Deskundigenkosten: de toegezegde vergoeding voor deskundigenkosten ad € 5.000,= is beslist te weinig om de reëel gemaakte kosten te dekken, veroorzaakt door de planontwikkeling van de gemeente vooruitlopend op een passende regeling met cliënten. (...) Namens cliënten meen ik op basis van het voorgaande een fair en voor de gemeente aantrekkelijk tegenvoorstel te doen met een bedrag van € 15.000,= voor afkoop van alle deskundigenkosten.
6.
Vervangende woonruimte: (…)
Als u zich in het voorgaande kunt vinden verzoek ik u om dat even te laten weten. De ingang van de huurontbinding voor wat betreft de financiële uitvoering is dan zoals aangegeven 1 maart a.s.. Ik neem aan dat er dan op korte termijn een overeenkomst tot huurontbinding ter tekening wordt voorgelegd.”
(vi) Bij e-mail van 23 februari 2011 heeft de medewerker grond aan- en verkoop van de gemeente het volgende aan [verweerder] meegedeeld:
“In de loop van januari is door de gemeente een schriftelijk eindbod gedaan, met het verzoek daarop te reageren. Uit je namens cliënt ingediende reactie blijkt dat niet wordt ingestemd met het gedane eindbod. Immers, wat betreft deskundigenkosten is de reactie/tegenvoorstel het drievoudige van hetgeen is aangeboden. Na en in overleg met de portefeuillehouder zal het college van burgemeester en wethouders worden gevraagd terzake een besluit te nemen.”
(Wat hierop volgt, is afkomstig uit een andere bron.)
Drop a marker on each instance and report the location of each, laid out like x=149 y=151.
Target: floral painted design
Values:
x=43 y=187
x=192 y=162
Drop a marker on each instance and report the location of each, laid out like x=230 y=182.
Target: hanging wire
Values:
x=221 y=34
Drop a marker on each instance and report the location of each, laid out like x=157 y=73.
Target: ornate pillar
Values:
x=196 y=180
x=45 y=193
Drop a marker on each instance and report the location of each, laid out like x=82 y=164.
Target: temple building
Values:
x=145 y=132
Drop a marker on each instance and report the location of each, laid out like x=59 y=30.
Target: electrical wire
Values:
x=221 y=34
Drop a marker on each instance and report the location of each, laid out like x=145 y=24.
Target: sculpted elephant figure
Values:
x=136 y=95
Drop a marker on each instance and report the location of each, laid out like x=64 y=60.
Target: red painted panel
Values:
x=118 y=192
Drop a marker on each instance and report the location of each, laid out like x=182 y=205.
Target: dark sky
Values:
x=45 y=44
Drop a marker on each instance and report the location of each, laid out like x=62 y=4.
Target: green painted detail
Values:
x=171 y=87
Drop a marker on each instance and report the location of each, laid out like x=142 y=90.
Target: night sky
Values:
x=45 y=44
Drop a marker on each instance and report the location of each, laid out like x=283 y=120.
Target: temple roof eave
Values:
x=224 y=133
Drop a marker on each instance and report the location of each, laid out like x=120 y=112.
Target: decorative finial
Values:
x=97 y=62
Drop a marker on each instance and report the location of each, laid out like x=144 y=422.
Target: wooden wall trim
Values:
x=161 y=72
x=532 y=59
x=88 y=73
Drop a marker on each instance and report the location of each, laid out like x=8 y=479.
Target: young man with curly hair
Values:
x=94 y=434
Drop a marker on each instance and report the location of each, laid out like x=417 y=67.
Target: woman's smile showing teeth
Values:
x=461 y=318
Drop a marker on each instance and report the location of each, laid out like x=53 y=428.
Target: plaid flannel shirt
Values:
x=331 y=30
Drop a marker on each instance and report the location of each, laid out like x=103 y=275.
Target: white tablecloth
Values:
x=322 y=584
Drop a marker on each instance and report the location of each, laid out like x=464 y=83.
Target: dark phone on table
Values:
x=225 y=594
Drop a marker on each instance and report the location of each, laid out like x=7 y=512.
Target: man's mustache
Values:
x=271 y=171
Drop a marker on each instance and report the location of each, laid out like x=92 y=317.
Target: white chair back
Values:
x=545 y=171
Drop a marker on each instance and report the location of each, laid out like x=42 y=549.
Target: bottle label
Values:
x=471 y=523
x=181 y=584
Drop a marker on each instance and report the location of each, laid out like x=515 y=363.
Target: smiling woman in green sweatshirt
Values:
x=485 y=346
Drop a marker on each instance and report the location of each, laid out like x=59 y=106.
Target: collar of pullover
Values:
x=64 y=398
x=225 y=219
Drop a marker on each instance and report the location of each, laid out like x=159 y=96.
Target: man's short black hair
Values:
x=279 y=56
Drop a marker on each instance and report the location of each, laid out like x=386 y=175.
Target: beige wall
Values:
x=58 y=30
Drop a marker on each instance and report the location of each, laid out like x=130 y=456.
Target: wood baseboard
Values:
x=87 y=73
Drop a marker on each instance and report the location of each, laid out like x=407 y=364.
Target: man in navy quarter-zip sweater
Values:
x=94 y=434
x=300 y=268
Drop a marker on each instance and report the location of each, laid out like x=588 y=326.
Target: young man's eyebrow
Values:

(vii) De reactie van [verweerder] op de hiervoor onder (vi) genoemde e-mail, bij e-mail van 24 februari 2011, luidde als volgt:
“Formeel is er overeenstemming over het eindbod. Alleen is […] nog het verzoek gedaan om de separate vergoeding deskundigenkosten op te hogen naar de reële kosten.(…)”
(viii) Op 3 mei 2011 heeft een gesprek plaatsgevonden tussen twee medewerkers van de gemeente enerzijds en [verweerder] en [eisers] anderzijds. Van dit gesprek is een verslag opgemaakt, waarin, voor zover hier relevant, het volgende is gemeld:
“[verweerder] schetst dat na onderhandeling en wederzijdse uitwisseling van taxaties naar het oordeel van hem en zijn cliënten er na moeizame onderhandelingen overeenstemming is bereikt met de gemeente [vestigingsplaats] over de koopsom van € 180.000,= tot het beëindigen van de huur van de horecagelegenheid en de daarbij behorende woning. Verschil van mening was er over de hoogte van de vergoeding deskundigekosten, waar de gemeente € 5.000,= geboden heeft en de familie aanspraak maakt op een vergoeding van € 15.000,=. Het bod van de gemeente is door de gemeente schriftelijk uitgebracht. [eiser 2 en eiseres 3] heeft schriftelijk gereageerd dat men instemt met de hoogte van de afkoopsom maar niet over de vergoeding deskundige. [eiser 2 en eiseres 3] benadrukken dat zij op voorstel en verzoek van de gemeente tot onderhandeling overgegaan zijn en de afgelopen jaren daarvoor kosten voor begeleiding hebben moeten maken (accountant, begeleiding, tegentaxatie e.d..). Zij doen een beroep op het op fatsoenlijke wijze afronden door de gemeente van de onderhandeling. De heer [medewerker grond- en aankoop van de gemeente] geeft aan dat het bod dat de gemeente heeft gedaan onder voorbehoud van instemming van het college van burgemeester en wethouders is uitgebracht. De mededeling van de familie dat men het niet eens is met de geboden vergoeding voor deskundigen vat de gemeente op als een afwijzing van het aanbod. [verweerder] geeft aan dat [eiser 2 en eiseres 3] inmiddels akkoord kan gaan met het tussenbod wat de heer [medewerker grond- en aankoop van de gemeente] gedaan heeft om te middelen en uit te gaan van € 10.000,= vergoeding kosten deskundige. De heer [medewerker van de gemeente] geeft aan dat hij uit een mailwisseling van [verweerder] met de heer [medewerker grond- en aankoop van de gemeente] opmaakt dat [eiser 2 en eiseres 3] ook instemt met het oorspronkelijke bod van de gemeente, maar zich dan het recht voorbehoudt om de raad te informeren van de in hun ogen niet fatsoenlijke afhandeling van de verwerving. [eiser 2 en eiseres 3] en [verweerder] bevestigen wat de heer [medewerker van de gemeente] aangeeft (…)”.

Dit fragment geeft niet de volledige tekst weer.